As a heads-up, the last two sessions have you inter-week exercises where you’re getting on the air and making several QSOs.  This was one reason I have been trying to nudge you to try K1USN. QSOs can be with each other, but I can help get you connected with students in other classes who want to practice on-air QSOs. 

If you aren’t already set up on Logbook of the Web (no ARRL membership is necessary), it would be worth starting that process.  You start with “proof” of your license (you can download a PDF from the FCC) and ID (black out private bits like the number).  ARRL will mail you a postcard with a secret code.  You verify the code with them and then they send you a “secure certificate” that you’ll use with TQSL to send your logs.  Nearly all logging programs I mentioned in my prior email have a method to do the “signing” for you and it’s painless.  

LoTW is a double-blind system, unlike eQSL.cc where you can see any incoming logs that haven’t been matched up yet.  The intent behind this system is because some people take awards like “Worked All States” for achievements very seriously.]

Optional exercises:

  1. On Monday evenings at 18:00 PST, Gurbux Sing (W6BUX) hosts a “CW Story Time” The hour is broken into sessions of 8-12 wpm, 15-18, and then 20+ where Gurbux sends a sentence for people to head-copy.

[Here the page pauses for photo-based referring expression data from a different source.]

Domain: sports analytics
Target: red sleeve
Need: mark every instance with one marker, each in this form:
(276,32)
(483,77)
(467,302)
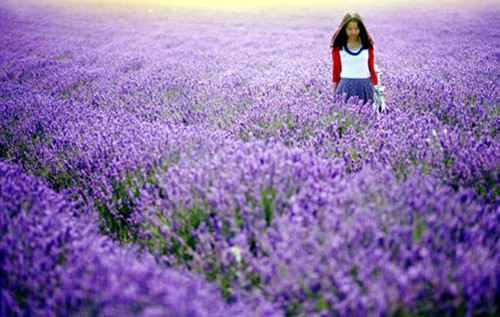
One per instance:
(371,65)
(336,65)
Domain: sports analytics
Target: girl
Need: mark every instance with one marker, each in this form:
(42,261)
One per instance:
(353,61)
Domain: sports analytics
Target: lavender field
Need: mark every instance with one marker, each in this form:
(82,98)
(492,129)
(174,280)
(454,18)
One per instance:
(161,161)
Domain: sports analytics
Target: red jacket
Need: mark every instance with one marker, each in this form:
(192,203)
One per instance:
(337,65)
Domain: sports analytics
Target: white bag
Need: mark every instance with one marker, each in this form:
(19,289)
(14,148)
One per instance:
(378,95)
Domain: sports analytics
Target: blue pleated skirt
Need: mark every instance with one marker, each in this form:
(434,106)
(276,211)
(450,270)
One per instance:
(355,87)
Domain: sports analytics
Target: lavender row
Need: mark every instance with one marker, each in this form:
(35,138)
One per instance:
(286,200)
(245,96)
(54,263)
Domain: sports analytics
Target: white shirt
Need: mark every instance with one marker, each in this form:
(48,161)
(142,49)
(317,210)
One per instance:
(354,64)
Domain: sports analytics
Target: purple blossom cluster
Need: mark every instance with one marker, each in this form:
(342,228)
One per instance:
(195,164)
(56,263)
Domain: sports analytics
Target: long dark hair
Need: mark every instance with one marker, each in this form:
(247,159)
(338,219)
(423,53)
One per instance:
(339,39)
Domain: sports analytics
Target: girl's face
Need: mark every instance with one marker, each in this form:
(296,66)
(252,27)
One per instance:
(352,30)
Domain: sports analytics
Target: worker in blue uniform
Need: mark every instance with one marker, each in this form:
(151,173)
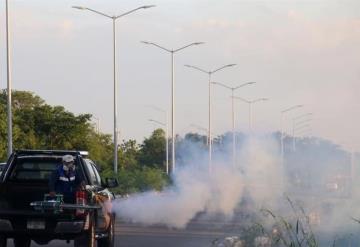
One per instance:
(65,180)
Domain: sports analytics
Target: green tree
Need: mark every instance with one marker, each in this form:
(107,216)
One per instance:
(153,150)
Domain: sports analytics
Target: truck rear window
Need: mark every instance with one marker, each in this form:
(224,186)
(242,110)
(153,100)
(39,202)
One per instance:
(33,168)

Since there are intermediate and advanced students, people will come in and out on the Zoom call.
  2. On Wednesday, November 11th, CWOPs hosts its slow(er) speed CWT, something they do three times a year to welcome the new CWA students.  This is another simple exchange: <your name> CWA.   Some of the advisors hang out on 7.100-7.110MHz for the first 15 minutes of the 03:00Z session in hopes of giving students QSO opportunities.   (Other times, CWT runs at 25+ wpm.   It is pretty cool to see how busy the band gets during that window.)